Joseph Stilwell, American general (b. 1883)
Joseph Warren "Vinegar Joe" Stilwell (March 19, 1883 – October 12, 1946) was a United States Army general who served in the China Burma India Theater during World War II. An early American popular hero of the war for leading a column walking out of Burma pursued by victorious Japanese forces, his implacable demands for units debilitated by disease to be sent into heavy combat resulted in Merrill's Marauders becoming disenchanted with him. Infuriated by the 1944 fall of Changsha to a Japanese offensive, Stilwell threatened Chinese Nationalist leader Chiang Kai-shek that lend-lease aid to China would be cut off which led Ambassador Patrick J. Hurley to decide Stilwell had to be replaced. Chiang had been intent on keeping lend-lease supplies to fight the communists, but Stilwell had been obeying his instructions to get Chinese communists and nationalists to co-operate against Japan.
Influential voices such as journalist Brooks Atkinson viewed the Chinese Communists as benign and Stilwell as a victim of a corrupt regime.
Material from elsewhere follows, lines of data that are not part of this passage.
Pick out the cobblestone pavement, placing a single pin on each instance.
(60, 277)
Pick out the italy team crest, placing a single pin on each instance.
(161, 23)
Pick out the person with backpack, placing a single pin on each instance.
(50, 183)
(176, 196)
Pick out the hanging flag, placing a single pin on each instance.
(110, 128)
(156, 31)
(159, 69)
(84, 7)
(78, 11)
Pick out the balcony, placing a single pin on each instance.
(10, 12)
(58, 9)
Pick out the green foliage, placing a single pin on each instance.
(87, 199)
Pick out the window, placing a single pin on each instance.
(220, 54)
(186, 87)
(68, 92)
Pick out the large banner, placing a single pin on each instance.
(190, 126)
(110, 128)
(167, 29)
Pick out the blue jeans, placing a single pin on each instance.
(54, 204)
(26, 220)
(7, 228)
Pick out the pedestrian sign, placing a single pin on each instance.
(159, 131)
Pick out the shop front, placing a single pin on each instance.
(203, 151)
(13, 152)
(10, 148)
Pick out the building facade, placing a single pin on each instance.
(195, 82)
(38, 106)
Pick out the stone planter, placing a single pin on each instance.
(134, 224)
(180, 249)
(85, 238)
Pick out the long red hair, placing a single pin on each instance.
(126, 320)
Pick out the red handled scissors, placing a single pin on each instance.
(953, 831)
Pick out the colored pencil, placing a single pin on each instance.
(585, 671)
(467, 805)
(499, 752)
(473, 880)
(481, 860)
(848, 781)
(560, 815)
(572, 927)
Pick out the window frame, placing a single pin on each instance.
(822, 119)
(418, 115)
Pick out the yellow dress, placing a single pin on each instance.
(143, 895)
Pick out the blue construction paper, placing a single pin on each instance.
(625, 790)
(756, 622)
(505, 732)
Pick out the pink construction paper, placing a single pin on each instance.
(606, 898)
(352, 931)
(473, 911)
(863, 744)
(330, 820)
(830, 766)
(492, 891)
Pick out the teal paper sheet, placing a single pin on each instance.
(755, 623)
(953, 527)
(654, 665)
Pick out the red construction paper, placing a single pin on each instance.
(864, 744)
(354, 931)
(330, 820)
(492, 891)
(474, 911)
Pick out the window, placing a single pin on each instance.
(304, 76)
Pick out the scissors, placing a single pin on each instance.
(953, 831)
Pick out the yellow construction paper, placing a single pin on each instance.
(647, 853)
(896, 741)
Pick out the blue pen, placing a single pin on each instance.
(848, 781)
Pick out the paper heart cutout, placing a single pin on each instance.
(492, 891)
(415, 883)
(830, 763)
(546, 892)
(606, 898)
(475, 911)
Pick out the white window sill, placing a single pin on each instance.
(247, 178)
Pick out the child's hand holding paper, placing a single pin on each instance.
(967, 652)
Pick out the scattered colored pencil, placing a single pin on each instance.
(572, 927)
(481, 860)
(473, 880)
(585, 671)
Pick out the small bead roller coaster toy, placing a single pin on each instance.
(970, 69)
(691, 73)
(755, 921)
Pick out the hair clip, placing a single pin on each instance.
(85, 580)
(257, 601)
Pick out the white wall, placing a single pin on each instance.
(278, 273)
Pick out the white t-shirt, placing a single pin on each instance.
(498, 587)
The ousting of Stilwell sparked the beginning of anti-Chiang sentiment by US policymakers that culminated in the 1947 end of American assistance to Chinese Nationalist forces during the Chinese Civil War.
Stilwell's admirers saw him as having been given inadequate resources and incompatible objectives. Critics viewed him as a hard-charging but ultimately unprofessional officer whose failings contributed to the loss of China.